What are the perfect squares for $a^2 + b^2$?

Question

I have been writing a python program to generate integers that satisfy the perfect root of $a^2 + b^2$ over large ranges of values using brute force loops. Are there direct generating equations to solve this problem?

Just to be clear, for example, $a = 16$ and $b=30$ form a perfect square, since $\sqrt{16^2+30^2}=34$. So is $a=1308$ and $b=3815$, and so on.

In my searching, I read how Euclid solved the Diophantine equations for pythagorean triples and I thought the method would apply to my situation.

I thought that if $a$, $b$, and $c$ satisfied the triple $a^2+b^2=c^2$, then $a^2+b^2$ is a perfect square and would be given by the same equations of Euclid. Namely, $a=m^2-n^2$, $b=2mn$. And indeed, this is the case for $a=16$ and $b=30$ where $m=5$ and $n=3$. Success, I thought! But there is no rational solution for $a=1308$ and $b=3815$ or any of the other $a,b$ pairs as per some fiddling on wolframalpha.

Answer 1

The structure of Pythagorean triples is well-known. Let us consider the circle $x^2+y^2=1$ and a line with rational slope through $(1,0)$: by Vieta's theorem the second intersection with the circle is a point with rational coordinates, and if $P(x,y)\neq(1,0)$ is a point on the unit circle with rational coordinates the line joining $P$ with $(1,0)$ has a rational slope. By computing in a explicit way the non-trivial intersection between $x^2+y^2=1$ and a line through $(1,0)$ with slope $t\in\mathbb{Q}$ we get that

Every rational point $P(x,y)$ on $x^2+y^2=1$ is of the form $x=\frac{1-t^2}{1+t^2}, y=\frac{2t}{1+t^2}$ for some $t\in\mathbb{Q}\cup\{\infty\}$.

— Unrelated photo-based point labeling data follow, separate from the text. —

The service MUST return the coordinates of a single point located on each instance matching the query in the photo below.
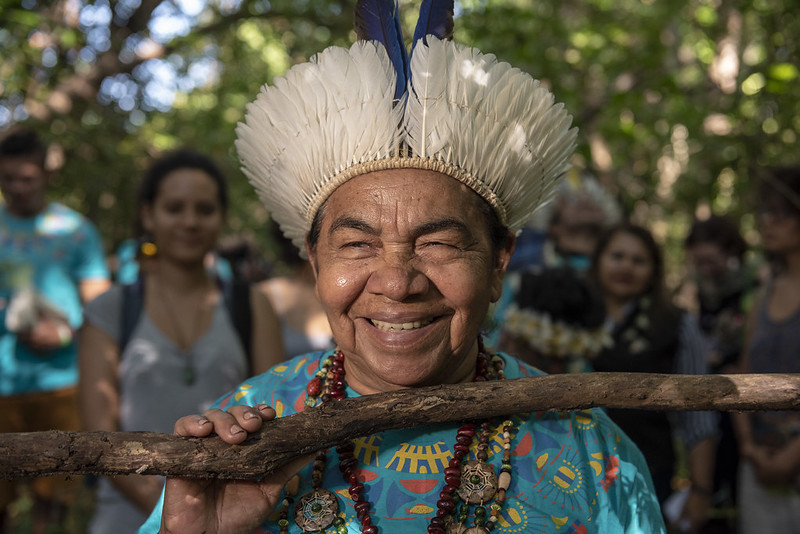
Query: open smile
(399, 327)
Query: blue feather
(379, 20)
(435, 18)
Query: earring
(147, 248)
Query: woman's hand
(223, 506)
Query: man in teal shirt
(51, 261)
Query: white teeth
(398, 327)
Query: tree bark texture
(115, 453)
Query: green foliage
(677, 102)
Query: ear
(502, 259)
(146, 216)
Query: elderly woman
(405, 198)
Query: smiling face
(185, 217)
(406, 271)
(23, 182)
(625, 268)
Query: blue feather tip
(379, 20)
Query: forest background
(679, 103)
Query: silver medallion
(478, 482)
(316, 510)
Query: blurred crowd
(177, 315)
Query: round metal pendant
(478, 482)
(316, 510)
(456, 528)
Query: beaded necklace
(469, 485)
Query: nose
(397, 279)
(190, 218)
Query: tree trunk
(113, 453)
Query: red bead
(438, 522)
(464, 440)
(458, 447)
(314, 387)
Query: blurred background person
(244, 260)
(556, 323)
(51, 262)
(563, 233)
(769, 488)
(718, 292)
(581, 212)
(650, 335)
(292, 291)
(719, 287)
(169, 344)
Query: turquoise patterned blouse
(573, 472)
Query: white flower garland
(556, 338)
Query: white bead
(504, 480)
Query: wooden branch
(113, 453)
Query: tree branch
(111, 453)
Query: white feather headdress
(464, 114)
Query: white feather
(493, 126)
(317, 120)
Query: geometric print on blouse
(566, 466)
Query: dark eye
(206, 209)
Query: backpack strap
(130, 310)
(236, 294)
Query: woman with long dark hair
(652, 336)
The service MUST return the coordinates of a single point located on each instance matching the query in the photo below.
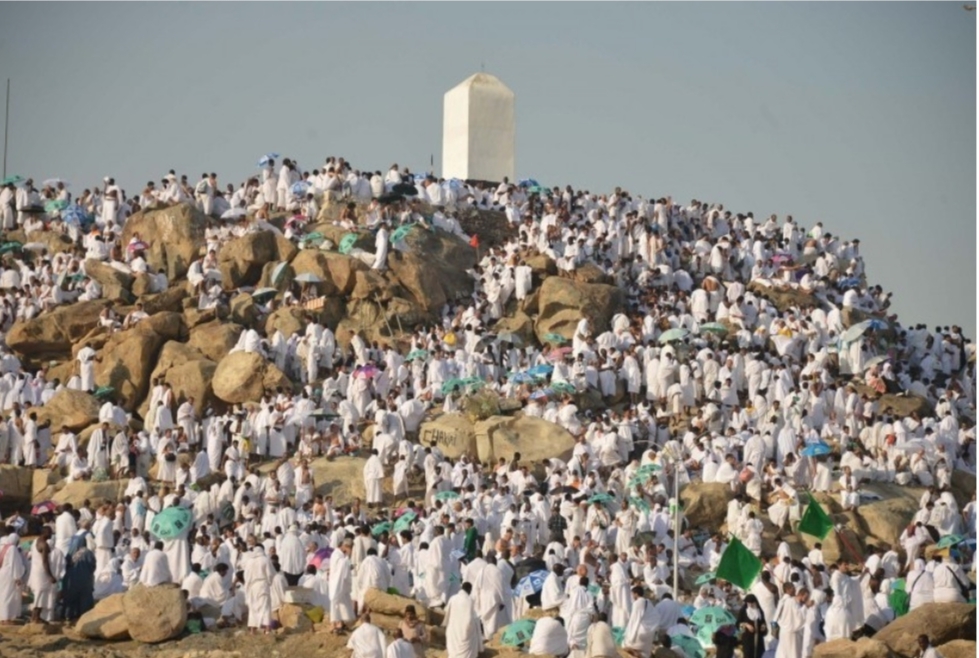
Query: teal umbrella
(347, 243)
(672, 335)
(171, 522)
(401, 233)
(950, 540)
(712, 614)
(705, 578)
(713, 328)
(517, 633)
(639, 504)
(689, 645)
(384, 526)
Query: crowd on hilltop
(751, 353)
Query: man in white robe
(463, 637)
(367, 641)
(373, 477)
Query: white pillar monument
(478, 130)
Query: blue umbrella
(531, 583)
(542, 370)
(816, 449)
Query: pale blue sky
(862, 115)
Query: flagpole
(6, 125)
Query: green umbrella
(705, 578)
(713, 328)
(950, 540)
(689, 645)
(401, 233)
(452, 384)
(639, 504)
(517, 633)
(672, 335)
(347, 243)
(712, 614)
(416, 354)
(384, 526)
(171, 522)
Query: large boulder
(214, 339)
(942, 622)
(241, 260)
(453, 434)
(886, 519)
(245, 377)
(51, 335)
(106, 621)
(74, 409)
(958, 649)
(534, 438)
(705, 504)
(116, 284)
(563, 303)
(865, 647)
(175, 236)
(127, 360)
(155, 614)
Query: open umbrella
(47, 507)
(713, 327)
(308, 277)
(171, 522)
(55, 206)
(690, 646)
(347, 243)
(950, 540)
(517, 633)
(531, 583)
(384, 526)
(234, 213)
(815, 450)
(321, 556)
(673, 334)
(264, 293)
(712, 614)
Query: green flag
(738, 565)
(815, 521)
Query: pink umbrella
(558, 353)
(321, 556)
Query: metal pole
(676, 531)
(6, 124)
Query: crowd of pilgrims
(737, 405)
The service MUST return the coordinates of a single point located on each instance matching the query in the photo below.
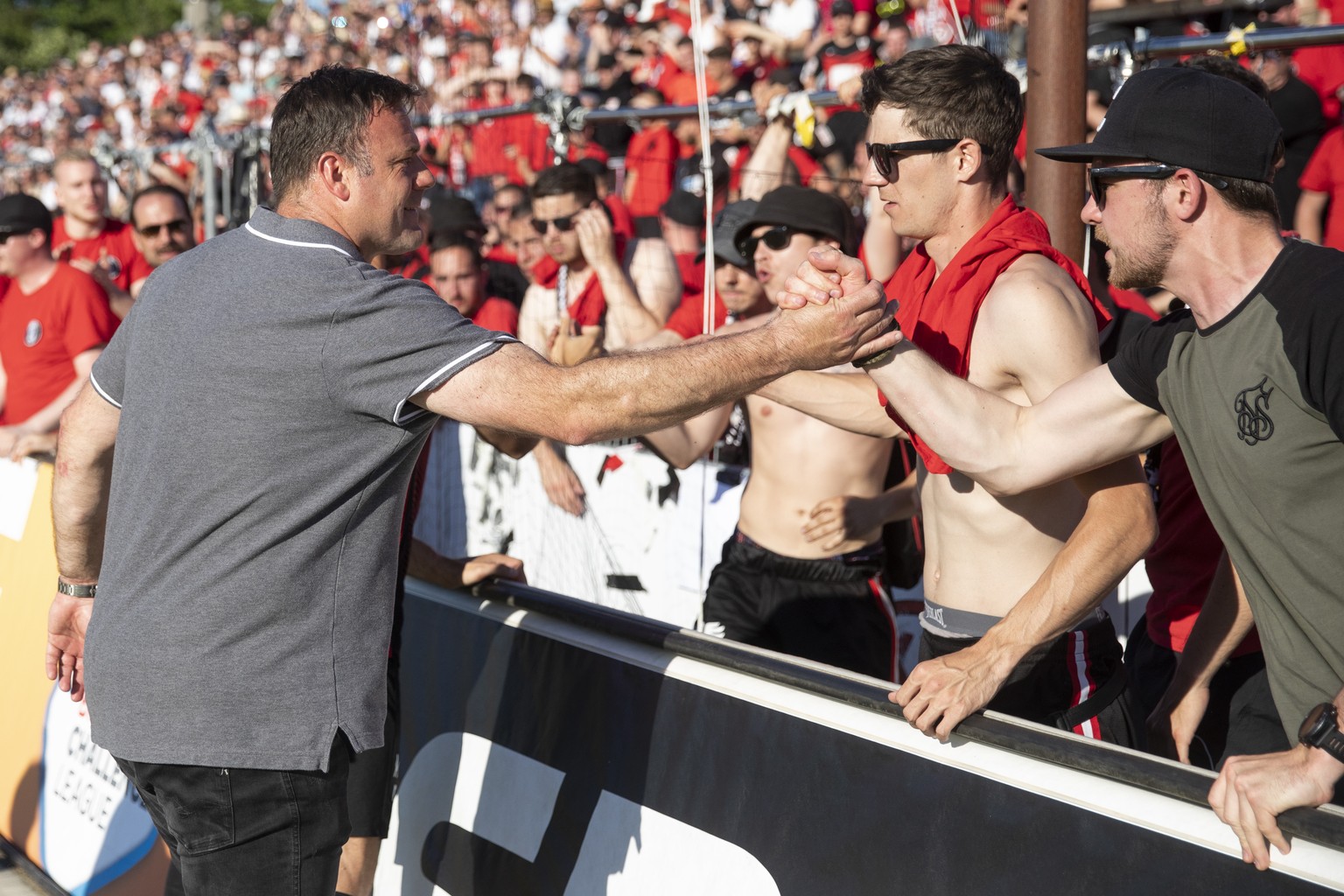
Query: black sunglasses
(886, 156)
(564, 223)
(776, 240)
(176, 226)
(1097, 178)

Every rational point on $x^2+y^2=1$ is associated with a Pythagorean triple by $$ \left(\frac{a}{c},\frac{b}{c}\right)\in S^1 \mapsto (a,b,c)\in\mathbb{Z}^3, a^2+b^2=c^2.$$ In particular:

Corollary: if $a,b,c$ are positive integers such that $a^2+b^2=c^2$, up to switching $a$ and $b$ we have $$ a = d(2pq),\quad b=d(p^2-q^2),\quad c=d(p^2+q^2) $$ with $d\geq 1$, $p\geq q\geq 1$, $\gcd(p,q)=1$ and at least one number between $p,q$ being even.

This generates the whole set of Pythagorean triples, and the constraint $d=1$ gives the primitive pythagorean triples.

Answer 2

Yes. There are, in fact, ways to generate infinitely many pythagorean triples. Suppose we have $$a,b,c \in \mathbb N$$

METHOD 1: Let $a$ be some odd number. Then set $$b=\frac{a^2-1}{2}$$ and set $$c=\frac{a^2+1}{2}$$ Ta da! $a^2+b^2=c^2$!

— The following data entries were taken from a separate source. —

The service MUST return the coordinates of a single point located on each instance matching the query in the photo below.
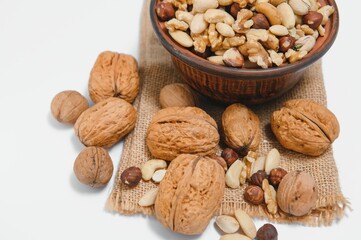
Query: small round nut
(67, 106)
(312, 19)
(229, 155)
(93, 167)
(260, 21)
(234, 9)
(276, 175)
(267, 232)
(177, 95)
(286, 43)
(165, 11)
(254, 195)
(258, 177)
(131, 176)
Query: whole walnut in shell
(190, 194)
(105, 123)
(93, 167)
(177, 95)
(114, 75)
(305, 126)
(177, 130)
(241, 128)
(297, 193)
(67, 106)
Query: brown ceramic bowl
(249, 86)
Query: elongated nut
(270, 12)
(182, 38)
(279, 30)
(259, 164)
(151, 166)
(234, 236)
(234, 173)
(287, 15)
(300, 7)
(227, 224)
(273, 160)
(148, 198)
(158, 175)
(305, 43)
(200, 6)
(225, 30)
(232, 57)
(246, 223)
(198, 24)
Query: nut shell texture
(67, 106)
(305, 126)
(241, 128)
(190, 194)
(177, 130)
(105, 123)
(114, 75)
(93, 167)
(297, 193)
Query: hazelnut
(260, 21)
(254, 195)
(257, 178)
(267, 232)
(165, 11)
(131, 176)
(93, 166)
(276, 175)
(67, 106)
(312, 19)
(235, 8)
(286, 42)
(229, 155)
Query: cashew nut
(148, 198)
(270, 12)
(234, 173)
(287, 15)
(150, 167)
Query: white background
(50, 46)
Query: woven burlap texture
(156, 71)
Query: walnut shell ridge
(177, 130)
(105, 123)
(114, 75)
(190, 194)
(305, 126)
(241, 128)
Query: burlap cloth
(156, 71)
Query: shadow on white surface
(164, 233)
(82, 188)
(57, 125)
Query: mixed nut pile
(246, 33)
(189, 174)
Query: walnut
(297, 193)
(190, 194)
(67, 106)
(177, 95)
(305, 126)
(256, 53)
(114, 75)
(177, 130)
(93, 167)
(270, 197)
(241, 128)
(105, 123)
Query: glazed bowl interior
(186, 56)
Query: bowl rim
(188, 57)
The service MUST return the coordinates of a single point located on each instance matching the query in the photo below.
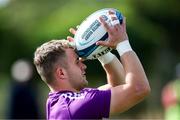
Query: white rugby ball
(90, 31)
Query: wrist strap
(107, 58)
(123, 47)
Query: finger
(124, 23)
(72, 30)
(102, 43)
(77, 26)
(70, 39)
(111, 12)
(81, 59)
(106, 26)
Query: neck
(57, 88)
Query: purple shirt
(87, 104)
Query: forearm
(114, 71)
(134, 72)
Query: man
(61, 69)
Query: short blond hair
(48, 55)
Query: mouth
(84, 74)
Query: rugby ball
(90, 31)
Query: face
(76, 70)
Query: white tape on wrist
(115, 22)
(123, 47)
(107, 58)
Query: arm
(136, 85)
(114, 71)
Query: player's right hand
(117, 33)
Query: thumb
(102, 43)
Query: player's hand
(73, 31)
(117, 32)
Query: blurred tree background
(153, 28)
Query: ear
(60, 73)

METHOD 2: Let $a \ge 8$ be some doubly even number. Then set $$b=\frac{a^2}{4}-1$$ and $$c=\frac{a^2}{4}+1$$ Ta da! Even more pythagorean triples!

These are both proven to work easily; however, I have not figured out how to prove or disprove that all pythagorean triples can be generated by one of these two methods.

Does this help?

Answer 3

Euclid's formula generates primitive Pythagorean triples. Your example, $b = 2 m n = 1308, a = m^2 - n^2 = 3815$ has no solution in integers because $\gcd(a,b) = 109$. (Note that $b = 2 m n$ always has to be the even member of the pair.) For primitive Pythagorean triples, $\gcd(a,b) = 1$. The primitive triple with $a = 3815/109 = 35$ and $b = 1308/109 = 12$ is given by $m = 6, n = 1$.

To get all Pythagorean triples, use $a = g(m^2 - n^2), b = g(2 m n)$, where $g$ is the common factor of $a$ and $b$ and is allowed to range over all positive integers, and $m$ and $n$ range over all positive integers with $m > n$.